Kendati pemeriksaan awal belum membuahkan hasil, pihaknya akan segera melakukan pemeriksaan lanjutan.
Pemeriksaan lanjutan itu pun telah dibekali dengan informasi yang lebih konkret dari para pelamar alias korban dalam dugaan praktik loker bodong ini.
"Akan segera ditindaklanjuti," kata Faradisa.
Sebelumnya, praktik dugaan penipuan berkedok rekrutmen lowongan kerja palsu kembali mencuat, setelah memakan beberapa korban di wilayah Jakarta Barat.
Modus yang digunakan pelaku adalah mengundang para pelamar untuk interview kerja, lalu menjanjikan mereka dengan fasilitas menggiurkan. Namun, pelamar kerja dimintai sejumlah uang sebelum mulai bekerja.
Salah satu pelamar yang menjadi korban adalah pria bernama Jieyes Mishael Panjaitan (18), yang merasa ditipu usai melakukan proses pembayaran sebesar Rp2,5 juta.
Pria yang jauh-jauh datang Purwakarta itu awalnya mendapatkan informasi lowongan kerja dari salah satu platform sekitar seminggu yang lalu.
"Enggak lama yang punya PT-nya teh nge-chat, ngajak interview. Saya ke sinilah tadi. Sempet nunggu lama, dipanggillah ke atas," kata Jieyes.
Saat proses interview untuk bagian operator gudang itu, Mishael mengungkapkan, dirinya diminta yang sebesar Rp2,5 juta dengan dalih untuk biaya awal.
Dalam hal ini, biaya tersebut untuk Medical Check Up (MCU) dan juga biaya lainnya seperti seragam.
"Habis itu teh ditransferlah sama abang ipar saya Rp 2,5 juta. Habis itu difotoin sama bikin surat perjanjian. Tapi enggak boleh dibaca. Jadi kayak enggak dipaksa buat enggak baca sih, tapi kayak diburu-buru teh," ungkapnya.
Mishael pun menandantangani surat perjanjian tersebut setelah proses pembayaran atau transaksi telah berhasil dilakukan.
Namun, setelah pembayaran hingga tanda tangan, proses MCU dan juga keperluan seragam tersebut ternyata tidak langsung dilakukan.
Mishael mengaku dirinya justru disuruh pulang setelah proses transaksi selesai tanpa diberi kepastian kapan proses MCU dilakukan hingga lokasi dan waktu mulai bekerja.
"Ya pas pulang teh, ada yang janggal, katanya mau ngecek kesehatan sama ngambil seragam, tapi enggak dikasih apa-apa.

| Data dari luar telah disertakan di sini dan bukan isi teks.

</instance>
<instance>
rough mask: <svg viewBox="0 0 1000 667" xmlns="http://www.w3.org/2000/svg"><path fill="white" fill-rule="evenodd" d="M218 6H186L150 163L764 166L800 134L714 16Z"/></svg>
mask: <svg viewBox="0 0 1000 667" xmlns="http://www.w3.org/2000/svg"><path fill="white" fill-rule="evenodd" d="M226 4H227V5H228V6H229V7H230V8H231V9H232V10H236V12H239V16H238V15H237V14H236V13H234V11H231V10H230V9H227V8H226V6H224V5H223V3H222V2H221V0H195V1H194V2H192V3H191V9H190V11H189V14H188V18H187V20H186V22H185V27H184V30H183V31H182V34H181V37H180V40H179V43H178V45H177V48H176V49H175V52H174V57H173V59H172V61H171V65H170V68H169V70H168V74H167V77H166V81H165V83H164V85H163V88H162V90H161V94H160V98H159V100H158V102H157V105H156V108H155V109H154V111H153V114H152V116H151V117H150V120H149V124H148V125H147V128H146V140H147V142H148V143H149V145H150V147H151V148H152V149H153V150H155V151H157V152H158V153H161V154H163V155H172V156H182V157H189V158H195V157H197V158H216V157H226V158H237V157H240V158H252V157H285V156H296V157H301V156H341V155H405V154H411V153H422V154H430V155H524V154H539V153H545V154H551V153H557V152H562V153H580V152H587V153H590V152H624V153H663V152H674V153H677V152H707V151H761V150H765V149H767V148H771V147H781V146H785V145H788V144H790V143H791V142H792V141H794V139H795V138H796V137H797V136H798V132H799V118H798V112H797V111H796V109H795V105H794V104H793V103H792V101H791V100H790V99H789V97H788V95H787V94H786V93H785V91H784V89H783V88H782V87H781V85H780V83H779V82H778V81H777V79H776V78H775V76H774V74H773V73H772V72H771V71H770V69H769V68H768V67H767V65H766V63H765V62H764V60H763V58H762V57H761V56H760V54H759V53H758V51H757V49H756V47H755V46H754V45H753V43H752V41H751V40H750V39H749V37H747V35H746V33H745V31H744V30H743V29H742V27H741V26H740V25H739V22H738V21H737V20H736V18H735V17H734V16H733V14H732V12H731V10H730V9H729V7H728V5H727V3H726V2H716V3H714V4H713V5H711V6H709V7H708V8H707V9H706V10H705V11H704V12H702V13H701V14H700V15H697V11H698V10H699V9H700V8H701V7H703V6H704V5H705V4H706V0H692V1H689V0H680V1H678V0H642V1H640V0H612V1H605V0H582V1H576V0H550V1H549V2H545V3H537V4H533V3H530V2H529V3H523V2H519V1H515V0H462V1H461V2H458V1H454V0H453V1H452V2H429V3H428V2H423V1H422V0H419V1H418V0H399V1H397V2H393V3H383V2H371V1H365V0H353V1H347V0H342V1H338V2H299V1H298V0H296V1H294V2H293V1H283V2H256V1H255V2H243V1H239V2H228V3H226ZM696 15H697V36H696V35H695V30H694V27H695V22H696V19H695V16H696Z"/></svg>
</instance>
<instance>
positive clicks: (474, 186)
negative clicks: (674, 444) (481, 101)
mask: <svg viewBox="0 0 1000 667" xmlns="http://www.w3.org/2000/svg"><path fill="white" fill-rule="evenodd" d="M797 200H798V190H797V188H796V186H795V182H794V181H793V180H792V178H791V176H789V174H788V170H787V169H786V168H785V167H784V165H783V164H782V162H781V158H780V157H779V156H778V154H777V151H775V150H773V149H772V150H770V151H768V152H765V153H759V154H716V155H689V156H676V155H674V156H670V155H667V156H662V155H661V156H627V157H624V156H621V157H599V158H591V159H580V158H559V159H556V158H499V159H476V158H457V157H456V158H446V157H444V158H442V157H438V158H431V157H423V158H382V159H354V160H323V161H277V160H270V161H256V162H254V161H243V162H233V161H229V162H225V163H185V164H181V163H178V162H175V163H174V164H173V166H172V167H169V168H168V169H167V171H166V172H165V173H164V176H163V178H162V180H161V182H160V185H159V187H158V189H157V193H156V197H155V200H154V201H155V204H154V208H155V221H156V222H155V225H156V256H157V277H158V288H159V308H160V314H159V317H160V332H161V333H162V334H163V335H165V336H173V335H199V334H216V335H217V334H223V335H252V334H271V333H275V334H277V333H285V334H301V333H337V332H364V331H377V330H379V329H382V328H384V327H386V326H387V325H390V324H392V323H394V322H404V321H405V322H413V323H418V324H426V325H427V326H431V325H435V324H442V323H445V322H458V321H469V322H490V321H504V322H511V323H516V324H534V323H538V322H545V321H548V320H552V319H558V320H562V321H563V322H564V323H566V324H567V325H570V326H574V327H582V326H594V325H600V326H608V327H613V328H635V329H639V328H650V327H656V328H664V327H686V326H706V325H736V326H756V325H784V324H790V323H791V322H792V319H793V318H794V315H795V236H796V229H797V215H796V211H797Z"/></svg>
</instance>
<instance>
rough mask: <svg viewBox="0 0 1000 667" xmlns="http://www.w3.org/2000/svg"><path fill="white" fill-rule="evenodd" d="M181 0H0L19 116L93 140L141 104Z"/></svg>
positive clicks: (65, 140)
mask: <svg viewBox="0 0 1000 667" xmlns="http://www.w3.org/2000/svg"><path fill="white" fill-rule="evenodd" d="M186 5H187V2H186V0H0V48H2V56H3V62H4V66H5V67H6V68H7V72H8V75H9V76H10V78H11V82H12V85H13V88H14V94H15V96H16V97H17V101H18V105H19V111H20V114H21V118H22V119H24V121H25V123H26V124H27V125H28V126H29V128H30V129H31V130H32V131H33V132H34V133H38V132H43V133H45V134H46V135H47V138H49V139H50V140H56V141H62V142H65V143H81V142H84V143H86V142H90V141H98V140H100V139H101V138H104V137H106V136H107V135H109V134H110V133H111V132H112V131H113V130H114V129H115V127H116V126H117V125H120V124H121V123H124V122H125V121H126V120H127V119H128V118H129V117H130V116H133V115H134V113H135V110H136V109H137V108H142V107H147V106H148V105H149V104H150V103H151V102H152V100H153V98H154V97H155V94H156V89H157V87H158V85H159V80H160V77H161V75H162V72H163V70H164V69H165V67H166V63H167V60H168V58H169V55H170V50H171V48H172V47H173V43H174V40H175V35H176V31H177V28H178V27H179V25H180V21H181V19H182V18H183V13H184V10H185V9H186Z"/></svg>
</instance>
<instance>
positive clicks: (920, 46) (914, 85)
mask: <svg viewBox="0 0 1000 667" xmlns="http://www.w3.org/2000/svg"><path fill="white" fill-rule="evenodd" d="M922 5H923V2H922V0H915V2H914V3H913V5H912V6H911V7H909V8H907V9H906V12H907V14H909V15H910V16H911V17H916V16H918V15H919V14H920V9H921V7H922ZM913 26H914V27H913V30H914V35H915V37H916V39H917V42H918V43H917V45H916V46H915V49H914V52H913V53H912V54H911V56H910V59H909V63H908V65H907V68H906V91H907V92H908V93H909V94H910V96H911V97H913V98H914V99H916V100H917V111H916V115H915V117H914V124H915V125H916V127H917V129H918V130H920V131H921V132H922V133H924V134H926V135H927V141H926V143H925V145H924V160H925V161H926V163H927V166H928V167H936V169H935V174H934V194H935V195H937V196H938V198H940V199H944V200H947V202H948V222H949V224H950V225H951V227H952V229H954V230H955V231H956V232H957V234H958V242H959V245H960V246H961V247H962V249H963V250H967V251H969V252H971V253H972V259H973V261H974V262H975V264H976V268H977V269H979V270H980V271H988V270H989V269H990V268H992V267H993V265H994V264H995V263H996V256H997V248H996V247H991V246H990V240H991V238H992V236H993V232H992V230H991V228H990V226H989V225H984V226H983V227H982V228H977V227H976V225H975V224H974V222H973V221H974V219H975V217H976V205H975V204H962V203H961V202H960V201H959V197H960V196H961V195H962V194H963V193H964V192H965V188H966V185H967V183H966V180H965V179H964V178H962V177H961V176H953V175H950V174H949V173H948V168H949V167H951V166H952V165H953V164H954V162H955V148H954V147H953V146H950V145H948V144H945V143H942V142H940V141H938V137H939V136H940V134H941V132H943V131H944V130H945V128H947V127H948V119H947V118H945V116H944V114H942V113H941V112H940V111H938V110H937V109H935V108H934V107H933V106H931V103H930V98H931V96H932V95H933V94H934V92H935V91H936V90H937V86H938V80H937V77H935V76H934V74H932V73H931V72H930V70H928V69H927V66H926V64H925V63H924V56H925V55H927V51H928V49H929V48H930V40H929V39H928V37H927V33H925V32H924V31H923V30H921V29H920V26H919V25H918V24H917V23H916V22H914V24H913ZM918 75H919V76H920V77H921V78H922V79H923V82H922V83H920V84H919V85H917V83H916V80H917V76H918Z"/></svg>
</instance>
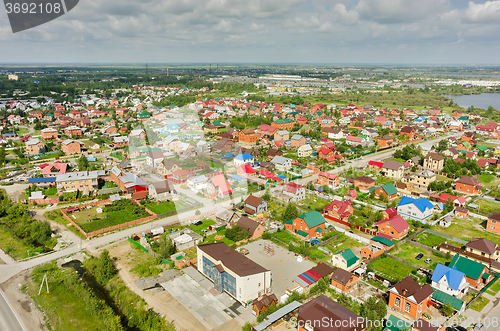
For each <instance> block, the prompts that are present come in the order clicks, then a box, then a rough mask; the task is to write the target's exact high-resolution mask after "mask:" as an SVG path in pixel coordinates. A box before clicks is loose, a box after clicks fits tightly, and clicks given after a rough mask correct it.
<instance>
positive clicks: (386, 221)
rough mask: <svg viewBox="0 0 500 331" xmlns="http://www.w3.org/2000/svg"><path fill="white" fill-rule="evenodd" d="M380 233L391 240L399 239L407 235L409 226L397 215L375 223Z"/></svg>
mask: <svg viewBox="0 0 500 331" xmlns="http://www.w3.org/2000/svg"><path fill="white" fill-rule="evenodd" d="M375 225H376V226H377V229H378V231H379V232H380V233H383V234H385V235H387V236H389V237H391V238H395V239H401V238H403V237H405V236H406V235H407V234H408V230H409V229H410V225H409V224H408V223H407V222H406V221H405V220H404V219H403V218H402V217H401V216H399V215H397V216H395V217H393V218H390V219H383V220H381V221H379V222H377V223H375Z"/></svg>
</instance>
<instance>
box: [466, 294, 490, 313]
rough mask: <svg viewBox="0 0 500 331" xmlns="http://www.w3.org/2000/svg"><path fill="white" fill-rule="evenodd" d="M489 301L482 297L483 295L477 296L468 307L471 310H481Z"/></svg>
mask: <svg viewBox="0 0 500 331" xmlns="http://www.w3.org/2000/svg"><path fill="white" fill-rule="evenodd" d="M489 302H490V300H489V299H487V298H484V297H480V298H478V299H477V300H476V301H475V302H474V303H473V304H472V306H470V307H469V308H470V309H472V310H475V311H478V312H481V310H483V308H484V307H485V306H486V305H487V304H488V303H489Z"/></svg>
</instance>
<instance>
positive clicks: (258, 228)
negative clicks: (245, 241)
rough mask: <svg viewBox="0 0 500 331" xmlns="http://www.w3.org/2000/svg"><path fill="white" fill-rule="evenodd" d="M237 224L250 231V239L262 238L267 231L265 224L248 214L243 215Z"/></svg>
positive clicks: (238, 221) (248, 231)
mask: <svg viewBox="0 0 500 331" xmlns="http://www.w3.org/2000/svg"><path fill="white" fill-rule="evenodd" d="M236 225H238V226H239V227H241V228H242V229H244V230H246V231H247V232H248V234H249V235H250V238H249V240H255V239H257V238H260V237H261V236H262V235H263V234H264V231H266V228H265V227H264V225H262V224H260V223H259V222H256V221H254V220H253V219H251V218H248V217H246V216H241V217H240V219H239V220H238V221H237V222H236Z"/></svg>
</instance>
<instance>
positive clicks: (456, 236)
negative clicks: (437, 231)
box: [433, 218, 500, 244]
mask: <svg viewBox="0 0 500 331" xmlns="http://www.w3.org/2000/svg"><path fill="white" fill-rule="evenodd" d="M484 222H485V221H483V220H480V219H476V218H469V219H460V218H454V219H453V220H452V221H451V225H450V226H449V227H447V228H443V227H441V226H434V227H433V230H435V231H438V232H441V233H444V234H447V235H450V236H453V237H455V238H459V239H462V240H465V241H469V240H471V239H472V238H485V239H488V240H491V241H493V242H495V243H497V244H500V237H499V236H498V235H496V234H494V233H492V232H488V231H486V230H485V225H483V223H484Z"/></svg>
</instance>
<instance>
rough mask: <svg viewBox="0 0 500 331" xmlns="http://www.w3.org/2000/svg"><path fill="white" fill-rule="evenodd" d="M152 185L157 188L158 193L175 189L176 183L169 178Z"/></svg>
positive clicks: (154, 187) (164, 191) (156, 191)
mask: <svg viewBox="0 0 500 331" xmlns="http://www.w3.org/2000/svg"><path fill="white" fill-rule="evenodd" d="M151 185H153V186H154V188H155V189H156V193H163V192H171V191H173V190H174V184H173V183H172V182H171V181H169V180H162V181H159V182H156V183H153V184H151Z"/></svg>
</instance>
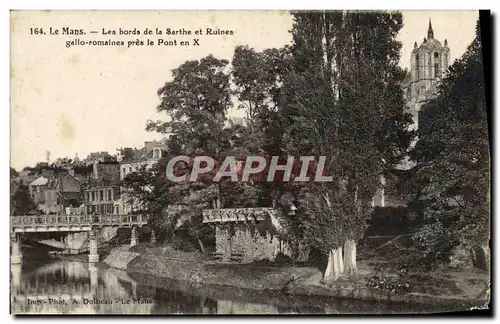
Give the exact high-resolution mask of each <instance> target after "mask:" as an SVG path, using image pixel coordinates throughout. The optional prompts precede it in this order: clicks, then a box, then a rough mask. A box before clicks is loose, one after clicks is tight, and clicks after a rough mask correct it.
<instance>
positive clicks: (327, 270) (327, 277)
mask: <svg viewBox="0 0 500 324" xmlns="http://www.w3.org/2000/svg"><path fill="white" fill-rule="evenodd" d="M339 259H341V257H340V258H339V249H332V250H331V251H330V253H329V255H328V265H327V266H326V270H325V275H324V276H323V282H324V283H326V284H331V283H333V282H334V281H335V280H337V279H338V278H339V277H340V268H339V265H340V261H339Z"/></svg>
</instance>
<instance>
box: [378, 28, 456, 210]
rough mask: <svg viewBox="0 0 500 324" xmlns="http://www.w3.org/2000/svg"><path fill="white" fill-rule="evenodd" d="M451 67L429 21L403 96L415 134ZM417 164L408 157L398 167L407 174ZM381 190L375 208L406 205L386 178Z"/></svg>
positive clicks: (415, 47) (410, 127) (411, 65)
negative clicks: (391, 192) (425, 103)
mask: <svg viewBox="0 0 500 324" xmlns="http://www.w3.org/2000/svg"><path fill="white" fill-rule="evenodd" d="M449 63H450V48H449V47H448V41H447V40H446V39H445V40H444V42H443V44H441V42H440V41H439V40H437V39H436V38H434V30H433V28H432V22H431V20H430V19H429V27H428V30H427V37H424V39H423V41H422V43H421V44H420V46H419V45H418V43H417V42H415V43H414V45H413V50H412V52H411V57H410V71H409V73H408V74H407V76H406V78H405V80H404V81H403V85H402V88H403V94H404V98H405V101H406V109H407V111H408V112H409V113H410V114H411V116H412V120H413V124H412V125H411V126H410V129H411V130H417V129H418V128H419V117H421V116H420V115H421V109H422V106H423V105H424V104H425V103H426V102H427V101H429V100H431V99H433V98H435V96H436V92H437V86H438V84H439V82H440V81H441V80H442V79H443V77H445V75H446V71H447V70H448V67H449ZM417 140H418V138H417V139H415V140H414V141H413V143H411V146H410V149H412V148H413V147H415V144H416V142H417ZM414 166H415V162H414V161H411V160H410V159H409V157H408V156H406V157H405V159H404V160H403V161H402V162H401V163H400V164H399V165H398V166H397V167H396V169H397V172H399V173H404V172H405V171H407V170H410V169H412V168H413V167H414ZM380 182H381V187H380V188H379V189H378V190H377V192H376V194H375V196H374V198H373V201H372V206H379V207H385V206H386V205H387V206H403V205H405V202H404V199H402V197H395V196H391V195H390V194H387V192H386V189H385V188H390V187H392V186H393V185H394V184H392V183H387V181H386V179H385V178H384V177H383V176H382V177H381V179H380Z"/></svg>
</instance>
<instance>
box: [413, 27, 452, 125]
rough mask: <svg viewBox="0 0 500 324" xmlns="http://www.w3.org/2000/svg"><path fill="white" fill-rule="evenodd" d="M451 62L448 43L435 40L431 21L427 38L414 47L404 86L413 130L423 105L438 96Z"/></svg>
mask: <svg viewBox="0 0 500 324" xmlns="http://www.w3.org/2000/svg"><path fill="white" fill-rule="evenodd" d="M449 61H450V48H449V47H448V41H447V40H446V39H445V40H444V45H442V44H441V42H440V41H438V40H437V39H435V38H434V30H433V29H432V22H431V21H430V19H429V28H428V30H427V37H426V38H424V40H423V42H422V44H420V46H418V47H417V42H415V43H414V45H413V51H412V52H411V61H410V67H411V68H410V74H409V76H408V77H407V78H406V80H405V81H406V82H405V83H404V85H403V91H404V94H405V99H406V102H407V107H408V110H409V112H410V113H411V114H412V116H413V126H412V128H413V129H418V115H419V111H420V109H421V108H422V105H423V104H424V103H425V102H426V101H428V100H429V99H432V98H434V97H435V95H436V87H437V85H438V83H439V81H441V79H442V78H443V77H444V76H445V73H446V70H447V69H448V66H449Z"/></svg>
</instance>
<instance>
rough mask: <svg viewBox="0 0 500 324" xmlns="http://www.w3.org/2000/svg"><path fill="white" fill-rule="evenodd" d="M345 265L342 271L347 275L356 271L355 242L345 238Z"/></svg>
mask: <svg viewBox="0 0 500 324" xmlns="http://www.w3.org/2000/svg"><path fill="white" fill-rule="evenodd" d="M344 256H345V259H344V261H345V265H344V272H345V274H347V275H354V274H356V271H357V266H356V242H355V241H354V240H352V239H347V240H346V241H345V243H344Z"/></svg>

Malah disuruh pulang," tuturnya.
Mishael yang merasa janggal lantas kembali ke perusahaan tempat yang disebut menjadi rekrutmen yang berada di kawasan Cengkareng, Jakarta Barat. Tiba di lokasi, Mishael malah disuruh pergi oleh Satpam.
"Nah sama satpam-nya teh kayak enggak boleh masuk. Katanya buat apa masuk? Alasan saya teh pengen nanyain alamat, sama dia ditahan-tahan," ungkap dia.
Karena merasa telah ditipu, Mishael lantas melaporkan hal itu kepada keluarganya.